LaPensée, who is Anishinaabe, Metis and Irish, was a postdoctoral associate at the University of Minnesota College of Pharmacy's Research for Indigenous Community Health Center in Duluth last year when she released the game Honour Water, an "Anishinaabe singing game for healing the water."
"We're just at such a critical state of crisis about water and about pipeline expansion and ongoing issues of toxicity in the water," she said last year. "We're just at a point where everyone wants to do what we can, and this is one of those situations where the payoff is getting the songs out there."
Oil industry advocacy groups such as Energy Builders have spoken out against the game, warning Thunderbird Strike will incite violence against oil infrastructure.
Arrowhead Regional Arts Council Executive Director Drew Digby said the Duluth-based group "would not fund a project we believe would encourage violence," and added that "it is not our job to judge the political content."
He said it is the artist who has been receiving threats in the wake of the game's publicity.
Some of the best-selling video games of the past decade have been based around the graphic wholesale slaughter of (virtual) human beings; Thunderbird Strike does not depict explosions and allows users to revive animals as well as dispatch pipelines and trucks.
"On a scale of 1 to 10, if you look at games with violence in them, this would be on the 1 side," Digby said. "Art itself often has a point of view, and our job is to provide a level playing field for that."
Erin Roth, executive director of the American Petroleum Institute of Minnesota and Wisconsin, said that while the industry supports peaceful protests and demonstrations, the game went too far.
"We have enough violence in this country, and there's enough violent video games that incite people to do violent acts," Roth said. "Our industry is appalled that Minnesota taxpayer money partly funded this."
Roth urged the Legislature to check its accountability for how Arts and Cultural Heritage Fund money is spent.
State Rep. Bob Gunther, R-Fairmont, reacted quickly by stating Thursday, Oct. 26, he would sponsor legislation that "provides needed clarifications to Minnesota's arts funding laws."

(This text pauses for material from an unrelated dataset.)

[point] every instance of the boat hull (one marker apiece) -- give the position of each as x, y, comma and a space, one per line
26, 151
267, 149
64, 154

"It's disappointing to learn that our tax dollars were used by someone who not only moved out of our state but on a project that has zero benefit to Minnesota," said Gunther, chairman of the Minnesota House Legacy Funding Finance Committee.

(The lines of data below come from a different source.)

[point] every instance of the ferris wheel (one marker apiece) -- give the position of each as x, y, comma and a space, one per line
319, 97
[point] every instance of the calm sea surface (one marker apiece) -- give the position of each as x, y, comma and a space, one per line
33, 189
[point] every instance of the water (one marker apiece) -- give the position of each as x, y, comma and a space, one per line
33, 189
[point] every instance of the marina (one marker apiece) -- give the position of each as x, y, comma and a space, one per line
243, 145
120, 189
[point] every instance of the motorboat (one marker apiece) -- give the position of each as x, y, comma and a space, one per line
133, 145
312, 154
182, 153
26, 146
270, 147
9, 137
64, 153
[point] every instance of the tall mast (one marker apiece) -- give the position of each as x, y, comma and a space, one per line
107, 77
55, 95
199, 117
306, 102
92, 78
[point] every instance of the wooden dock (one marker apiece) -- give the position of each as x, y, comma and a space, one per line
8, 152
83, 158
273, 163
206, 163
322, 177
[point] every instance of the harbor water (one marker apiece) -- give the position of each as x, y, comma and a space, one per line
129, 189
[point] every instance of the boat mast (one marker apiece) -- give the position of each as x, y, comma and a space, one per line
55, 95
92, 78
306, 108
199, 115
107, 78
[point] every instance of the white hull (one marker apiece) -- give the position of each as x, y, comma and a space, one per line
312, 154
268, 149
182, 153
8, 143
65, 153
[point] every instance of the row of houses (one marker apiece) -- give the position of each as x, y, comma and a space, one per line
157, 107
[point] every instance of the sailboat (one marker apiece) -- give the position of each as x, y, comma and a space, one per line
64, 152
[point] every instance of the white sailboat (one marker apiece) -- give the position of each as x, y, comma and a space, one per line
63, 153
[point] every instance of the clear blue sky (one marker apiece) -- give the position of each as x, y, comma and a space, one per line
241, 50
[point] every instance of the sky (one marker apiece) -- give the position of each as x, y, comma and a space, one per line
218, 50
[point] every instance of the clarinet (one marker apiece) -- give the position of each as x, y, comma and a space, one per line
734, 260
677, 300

Digby responded: "I really hope people don't want us to censor artists for their point of view - that would be really wrong."

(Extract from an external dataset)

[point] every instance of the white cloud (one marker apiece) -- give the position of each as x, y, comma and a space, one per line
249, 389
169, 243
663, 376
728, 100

The oil industry itself often is the recipient of tax incentives and public support.
Thunderbird Strike was unveiled at the imagineNATIVE Film and Media Arts Festival in Toronto and won Best Digital Media Work over the weekend. Meanwhile, tensions continue to rise over pipeline projects in the region.
The Minnesota Public Utilities Commission canceled public hearings about Enbridge's proposed Line 3 project in St. Cloud on Thursday after "logistical and safety issues related to numerous events being held at the convention center," according to a news release.
Protesters put an early end to Line 3 hearings in Duluth last week after chants of "shut it down" overtook normal proceedings.
Wells Fargo in downtown Duluth took extra security measures earlier this week to keep out protesters who seek the bank's divestment from pipeline projects, after a group of protesters entered the bank's lobby on Monday.